If Canada were truly committed to international law, it would have:

  • Imposed a full arms embargo on Israel;
  • Suspended the Canada–Israel Free Trade Agreement;
  • Sanctioned Israeli political and military leaders responsible for genocidal acts;
  • Supported South Africa’s genocide case at the International Court of Justicde (ICJ), as NATO allies Belgium, Iceland, the Netherlands, Spain, Turkiye, along with 16 other countries have done;
  • Expelled the Israeli ambassador and recalled Canada’s ambassador; and
  • Launched universal‑jurisdiction prosecutions against top Israeli political and military officials.

These actions are not radical. They represent the bare minimum required under the principles of basic morality when genocide is unfolding. Yet Canada undertook none of them. Instead, it continued exporting weapons—often through loopholes—and hid behind symbolic gestures that carried no material consequence for Israel. Its belated, heavily conditioned “recognition” of Palestine, while welcomed, did nothing on the ground, offered no protection to Palestinians, and imposed no cost on Israel. Such gestures function as political theatre designed to placate public outrage while allowing Canada to maintain alignment with Israeli policy.

A Study in Racialized Morality

The clearest demonstration of Western hypocrisy is the contrast between the response to Russia’s invasion of Ukraine in 2022 and the response to Israel’s genocide in Gaza.

When Russia invaded Ukraine, Canada acted with speed and moral clarity: sanctions, diplomatic isolation, asset freezes, ICC support, and a unanimous parliamentary declaration of “genocide.” Yet when Israel began its genocide in Gaza, Canada imposed no sanctions, no arms embargo, no diplomatic isolation, no accountability mechanisms, and refused to acknowledge genocide at all.

The only difference between the two cases is the identity of the victims and the political alignment of the aggressors.
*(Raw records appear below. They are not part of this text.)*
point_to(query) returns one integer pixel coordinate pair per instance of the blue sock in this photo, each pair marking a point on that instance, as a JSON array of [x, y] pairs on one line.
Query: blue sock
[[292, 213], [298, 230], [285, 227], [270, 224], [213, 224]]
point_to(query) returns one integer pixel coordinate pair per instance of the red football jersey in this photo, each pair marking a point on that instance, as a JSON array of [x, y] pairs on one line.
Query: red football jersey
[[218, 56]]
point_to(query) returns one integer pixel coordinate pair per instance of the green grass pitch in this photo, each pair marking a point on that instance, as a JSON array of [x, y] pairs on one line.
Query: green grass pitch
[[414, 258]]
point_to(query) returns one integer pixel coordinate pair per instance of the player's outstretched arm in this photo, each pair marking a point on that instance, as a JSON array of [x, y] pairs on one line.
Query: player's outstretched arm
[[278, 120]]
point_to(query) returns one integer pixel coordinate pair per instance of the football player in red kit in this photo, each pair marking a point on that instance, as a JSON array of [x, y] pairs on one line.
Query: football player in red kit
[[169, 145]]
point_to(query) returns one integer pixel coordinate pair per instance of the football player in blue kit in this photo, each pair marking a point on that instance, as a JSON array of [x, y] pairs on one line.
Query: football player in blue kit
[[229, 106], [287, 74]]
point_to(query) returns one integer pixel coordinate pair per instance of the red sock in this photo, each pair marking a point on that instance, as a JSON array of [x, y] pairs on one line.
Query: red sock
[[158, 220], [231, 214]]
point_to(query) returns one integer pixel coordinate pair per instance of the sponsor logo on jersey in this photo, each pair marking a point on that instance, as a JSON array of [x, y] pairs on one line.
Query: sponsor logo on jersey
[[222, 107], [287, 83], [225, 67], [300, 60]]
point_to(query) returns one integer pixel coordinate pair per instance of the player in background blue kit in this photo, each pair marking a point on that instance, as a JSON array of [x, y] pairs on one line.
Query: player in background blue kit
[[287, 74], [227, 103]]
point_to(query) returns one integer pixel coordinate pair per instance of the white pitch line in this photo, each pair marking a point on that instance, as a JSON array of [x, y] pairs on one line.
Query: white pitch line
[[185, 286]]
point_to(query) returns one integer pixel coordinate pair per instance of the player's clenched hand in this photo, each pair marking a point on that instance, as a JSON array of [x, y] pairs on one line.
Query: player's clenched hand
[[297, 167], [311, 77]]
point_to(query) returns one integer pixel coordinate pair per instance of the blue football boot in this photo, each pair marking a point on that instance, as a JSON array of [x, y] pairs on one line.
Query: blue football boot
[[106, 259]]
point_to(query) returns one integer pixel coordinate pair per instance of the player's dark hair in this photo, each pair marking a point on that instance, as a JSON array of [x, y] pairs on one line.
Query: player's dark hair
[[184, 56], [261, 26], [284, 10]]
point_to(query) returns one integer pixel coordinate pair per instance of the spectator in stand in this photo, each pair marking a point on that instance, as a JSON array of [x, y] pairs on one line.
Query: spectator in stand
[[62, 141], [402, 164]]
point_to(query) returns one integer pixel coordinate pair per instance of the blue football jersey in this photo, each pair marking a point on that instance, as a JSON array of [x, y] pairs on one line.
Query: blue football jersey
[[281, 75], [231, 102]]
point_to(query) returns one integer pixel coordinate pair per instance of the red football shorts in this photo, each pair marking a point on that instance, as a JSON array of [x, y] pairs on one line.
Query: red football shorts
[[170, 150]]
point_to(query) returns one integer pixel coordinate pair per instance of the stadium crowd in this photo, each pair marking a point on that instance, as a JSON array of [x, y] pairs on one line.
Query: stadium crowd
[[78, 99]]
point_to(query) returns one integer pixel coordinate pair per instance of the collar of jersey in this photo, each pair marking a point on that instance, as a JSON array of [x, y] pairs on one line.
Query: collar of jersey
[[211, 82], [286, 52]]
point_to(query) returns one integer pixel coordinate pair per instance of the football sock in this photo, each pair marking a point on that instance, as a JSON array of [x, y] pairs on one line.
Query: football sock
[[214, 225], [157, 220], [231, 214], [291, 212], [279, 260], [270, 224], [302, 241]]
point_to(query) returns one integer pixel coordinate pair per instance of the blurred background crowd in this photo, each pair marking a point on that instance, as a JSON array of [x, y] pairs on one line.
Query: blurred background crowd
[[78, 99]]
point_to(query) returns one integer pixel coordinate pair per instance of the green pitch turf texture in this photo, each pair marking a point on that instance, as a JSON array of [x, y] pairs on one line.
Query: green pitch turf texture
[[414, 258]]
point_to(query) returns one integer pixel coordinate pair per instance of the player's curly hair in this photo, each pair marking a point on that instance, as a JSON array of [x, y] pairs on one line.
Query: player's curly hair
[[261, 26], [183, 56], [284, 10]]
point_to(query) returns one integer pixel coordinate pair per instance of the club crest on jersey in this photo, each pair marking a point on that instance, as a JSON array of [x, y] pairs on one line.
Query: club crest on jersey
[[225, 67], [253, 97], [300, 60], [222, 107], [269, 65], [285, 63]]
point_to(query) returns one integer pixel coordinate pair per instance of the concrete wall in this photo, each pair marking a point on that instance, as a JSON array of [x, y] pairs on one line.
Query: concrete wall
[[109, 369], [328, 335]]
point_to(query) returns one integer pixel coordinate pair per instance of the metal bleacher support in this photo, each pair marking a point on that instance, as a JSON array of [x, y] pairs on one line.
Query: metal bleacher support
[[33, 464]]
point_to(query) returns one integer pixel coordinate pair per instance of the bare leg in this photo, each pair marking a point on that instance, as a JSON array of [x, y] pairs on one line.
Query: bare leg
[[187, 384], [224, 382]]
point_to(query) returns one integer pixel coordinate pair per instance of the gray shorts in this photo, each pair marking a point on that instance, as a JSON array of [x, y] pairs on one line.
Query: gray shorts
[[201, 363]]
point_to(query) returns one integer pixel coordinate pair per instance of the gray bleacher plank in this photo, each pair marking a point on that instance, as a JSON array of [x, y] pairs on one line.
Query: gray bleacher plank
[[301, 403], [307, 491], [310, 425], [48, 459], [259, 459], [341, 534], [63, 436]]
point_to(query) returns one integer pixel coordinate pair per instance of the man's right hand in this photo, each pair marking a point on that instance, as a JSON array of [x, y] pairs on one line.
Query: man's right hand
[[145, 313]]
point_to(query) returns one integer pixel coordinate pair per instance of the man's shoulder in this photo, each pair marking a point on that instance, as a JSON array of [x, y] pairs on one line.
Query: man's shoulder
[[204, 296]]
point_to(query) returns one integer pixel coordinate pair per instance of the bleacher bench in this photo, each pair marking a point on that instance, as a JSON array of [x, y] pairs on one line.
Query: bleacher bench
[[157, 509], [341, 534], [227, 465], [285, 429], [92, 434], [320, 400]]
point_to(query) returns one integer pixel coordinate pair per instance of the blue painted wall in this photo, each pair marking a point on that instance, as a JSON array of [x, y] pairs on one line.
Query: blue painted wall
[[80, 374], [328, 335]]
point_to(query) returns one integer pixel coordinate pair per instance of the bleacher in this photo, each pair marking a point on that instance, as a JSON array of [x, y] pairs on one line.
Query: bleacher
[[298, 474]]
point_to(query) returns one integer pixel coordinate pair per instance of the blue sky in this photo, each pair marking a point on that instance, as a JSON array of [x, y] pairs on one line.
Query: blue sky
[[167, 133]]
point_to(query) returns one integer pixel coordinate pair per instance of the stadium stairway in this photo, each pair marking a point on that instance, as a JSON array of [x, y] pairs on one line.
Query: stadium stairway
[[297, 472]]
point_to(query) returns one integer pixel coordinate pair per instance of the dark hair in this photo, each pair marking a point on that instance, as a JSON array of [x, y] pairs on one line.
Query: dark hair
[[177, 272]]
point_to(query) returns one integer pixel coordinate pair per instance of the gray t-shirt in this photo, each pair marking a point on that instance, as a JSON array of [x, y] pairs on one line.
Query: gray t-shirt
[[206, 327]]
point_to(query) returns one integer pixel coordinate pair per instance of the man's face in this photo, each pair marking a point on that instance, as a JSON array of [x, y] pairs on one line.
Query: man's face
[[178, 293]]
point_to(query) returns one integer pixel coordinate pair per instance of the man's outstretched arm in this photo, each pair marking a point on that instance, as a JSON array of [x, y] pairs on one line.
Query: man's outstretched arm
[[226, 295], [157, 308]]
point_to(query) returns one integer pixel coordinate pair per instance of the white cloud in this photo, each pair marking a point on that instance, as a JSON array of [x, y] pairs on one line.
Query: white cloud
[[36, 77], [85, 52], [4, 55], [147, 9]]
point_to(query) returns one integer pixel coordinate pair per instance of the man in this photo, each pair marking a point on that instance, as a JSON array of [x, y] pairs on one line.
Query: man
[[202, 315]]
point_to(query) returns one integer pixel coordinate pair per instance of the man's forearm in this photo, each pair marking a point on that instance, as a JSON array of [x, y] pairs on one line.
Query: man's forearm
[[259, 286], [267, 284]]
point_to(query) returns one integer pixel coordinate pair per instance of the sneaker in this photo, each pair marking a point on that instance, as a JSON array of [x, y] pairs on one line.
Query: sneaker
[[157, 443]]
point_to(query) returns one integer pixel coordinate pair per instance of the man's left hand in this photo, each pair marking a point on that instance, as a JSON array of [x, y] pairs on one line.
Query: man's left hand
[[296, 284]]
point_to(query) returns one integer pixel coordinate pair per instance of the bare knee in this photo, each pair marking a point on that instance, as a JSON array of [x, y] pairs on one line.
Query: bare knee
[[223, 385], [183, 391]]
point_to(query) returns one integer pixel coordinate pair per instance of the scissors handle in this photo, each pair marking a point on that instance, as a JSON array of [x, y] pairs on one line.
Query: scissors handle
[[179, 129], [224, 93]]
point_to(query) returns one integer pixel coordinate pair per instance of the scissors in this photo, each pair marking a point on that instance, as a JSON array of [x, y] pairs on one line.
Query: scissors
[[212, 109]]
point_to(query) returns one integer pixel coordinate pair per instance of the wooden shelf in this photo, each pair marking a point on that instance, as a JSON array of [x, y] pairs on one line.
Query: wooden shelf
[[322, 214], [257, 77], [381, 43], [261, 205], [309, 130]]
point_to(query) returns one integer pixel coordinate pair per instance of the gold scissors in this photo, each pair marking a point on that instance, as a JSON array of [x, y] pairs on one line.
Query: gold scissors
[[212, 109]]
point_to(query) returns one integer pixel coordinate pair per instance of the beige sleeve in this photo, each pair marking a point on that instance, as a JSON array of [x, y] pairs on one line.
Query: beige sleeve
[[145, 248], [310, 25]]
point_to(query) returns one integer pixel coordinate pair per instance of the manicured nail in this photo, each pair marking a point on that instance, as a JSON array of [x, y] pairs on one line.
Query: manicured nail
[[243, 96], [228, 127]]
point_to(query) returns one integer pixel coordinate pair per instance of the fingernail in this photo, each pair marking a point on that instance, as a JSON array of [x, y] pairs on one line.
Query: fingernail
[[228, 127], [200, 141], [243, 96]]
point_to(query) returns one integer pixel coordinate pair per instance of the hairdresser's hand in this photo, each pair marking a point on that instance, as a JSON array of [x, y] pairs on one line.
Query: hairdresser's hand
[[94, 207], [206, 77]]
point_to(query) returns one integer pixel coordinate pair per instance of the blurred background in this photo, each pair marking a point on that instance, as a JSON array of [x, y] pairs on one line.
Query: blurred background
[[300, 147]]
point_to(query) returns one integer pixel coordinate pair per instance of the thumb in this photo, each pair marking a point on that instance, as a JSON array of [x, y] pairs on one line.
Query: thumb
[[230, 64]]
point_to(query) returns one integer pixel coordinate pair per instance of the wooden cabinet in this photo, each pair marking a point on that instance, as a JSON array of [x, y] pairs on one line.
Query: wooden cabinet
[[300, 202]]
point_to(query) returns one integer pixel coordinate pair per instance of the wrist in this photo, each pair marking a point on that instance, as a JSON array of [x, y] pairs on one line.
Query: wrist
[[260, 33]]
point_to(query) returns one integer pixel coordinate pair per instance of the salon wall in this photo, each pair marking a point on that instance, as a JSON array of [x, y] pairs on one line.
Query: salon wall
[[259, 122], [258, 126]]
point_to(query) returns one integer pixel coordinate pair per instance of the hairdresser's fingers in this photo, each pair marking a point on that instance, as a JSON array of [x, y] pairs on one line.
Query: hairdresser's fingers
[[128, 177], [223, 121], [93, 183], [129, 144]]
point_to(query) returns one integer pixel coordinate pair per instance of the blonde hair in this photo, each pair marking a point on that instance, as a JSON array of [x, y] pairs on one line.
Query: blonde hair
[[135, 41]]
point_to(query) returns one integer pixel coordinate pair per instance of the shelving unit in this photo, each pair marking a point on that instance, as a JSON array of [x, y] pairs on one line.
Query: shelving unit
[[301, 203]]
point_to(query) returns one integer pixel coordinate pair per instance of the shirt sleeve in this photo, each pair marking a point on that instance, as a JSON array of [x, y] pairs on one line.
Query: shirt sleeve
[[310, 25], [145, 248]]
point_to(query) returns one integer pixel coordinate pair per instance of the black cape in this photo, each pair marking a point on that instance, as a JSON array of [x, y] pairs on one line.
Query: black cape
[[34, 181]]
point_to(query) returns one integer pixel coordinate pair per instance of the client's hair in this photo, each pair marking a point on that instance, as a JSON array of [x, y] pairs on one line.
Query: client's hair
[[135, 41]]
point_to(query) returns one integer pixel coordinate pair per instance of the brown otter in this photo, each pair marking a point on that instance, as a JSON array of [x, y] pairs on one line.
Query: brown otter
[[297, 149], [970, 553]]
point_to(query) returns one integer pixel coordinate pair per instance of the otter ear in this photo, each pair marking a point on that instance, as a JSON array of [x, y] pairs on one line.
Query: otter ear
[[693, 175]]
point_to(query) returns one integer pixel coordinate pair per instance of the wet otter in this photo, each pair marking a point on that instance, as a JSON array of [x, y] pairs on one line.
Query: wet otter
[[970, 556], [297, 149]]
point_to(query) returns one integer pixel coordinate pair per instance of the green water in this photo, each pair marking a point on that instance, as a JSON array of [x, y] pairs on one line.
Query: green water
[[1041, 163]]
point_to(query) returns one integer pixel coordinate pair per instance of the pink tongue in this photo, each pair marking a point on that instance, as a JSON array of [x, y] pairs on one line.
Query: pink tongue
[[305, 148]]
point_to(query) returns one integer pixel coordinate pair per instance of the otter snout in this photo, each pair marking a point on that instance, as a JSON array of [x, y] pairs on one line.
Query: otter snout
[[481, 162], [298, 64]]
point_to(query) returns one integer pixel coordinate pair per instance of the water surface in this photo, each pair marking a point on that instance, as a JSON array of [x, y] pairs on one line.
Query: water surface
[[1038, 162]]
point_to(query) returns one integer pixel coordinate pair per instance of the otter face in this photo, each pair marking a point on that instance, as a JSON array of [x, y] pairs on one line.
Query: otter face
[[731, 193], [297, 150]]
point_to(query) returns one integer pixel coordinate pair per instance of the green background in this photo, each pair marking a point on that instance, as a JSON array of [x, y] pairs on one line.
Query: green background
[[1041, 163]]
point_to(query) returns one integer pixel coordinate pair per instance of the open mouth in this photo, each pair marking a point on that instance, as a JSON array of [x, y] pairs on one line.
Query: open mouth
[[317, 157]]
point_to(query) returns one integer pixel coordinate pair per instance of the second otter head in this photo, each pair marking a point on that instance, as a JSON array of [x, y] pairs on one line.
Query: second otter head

Ukrainians are white, European, primarily Christian, and aligned with the West. Palestinians are Indigenous, Arab, Muslim, and colonized by a Western ally.

This is not diplomacy. It is the operationalization of a racial hierarchy—a worldview in which the rights, lives, and suffering of some peoples are treated as inherently more valuable than those of others.

A Thousand Days That Changed the World

As the world marks a thousand days of genocide in Gaza, something fundamental has shifted. The world has watched Western inhumanity and Israeli brutality exposed with a clarity that cannot be undone. The illusion of Western moral superiority—already eroding for years—has now collapsed entirely. The global South sees it. Millions across Europe, Asia, Africa, and the Americas see it. Even within Israel, a small but courageous minority sees it.

This moment forces a reckoning. What does it mean for the future of the international system when the world’s most powerful democracies enable genocide? What does it reveal about the structures of law, morality, and global governance that were supposedly built to prevent such crimes? And what does it demand of nations like Canada, which helped make this atrocity possible?

The Gaza genocide has exposed the end of the post‑1945 human‑rights order. It has shown that accountability for powerful states is optional, that international law is applied selectively, and that the principles the West claims to uphold collapse the moment they conflict with geopolitical interests. A thousand days of genocide have laid bare a truth the world can no longer ignore: the system is broken, and those who enabled this crime must one day face a reckoning worthy of its scale.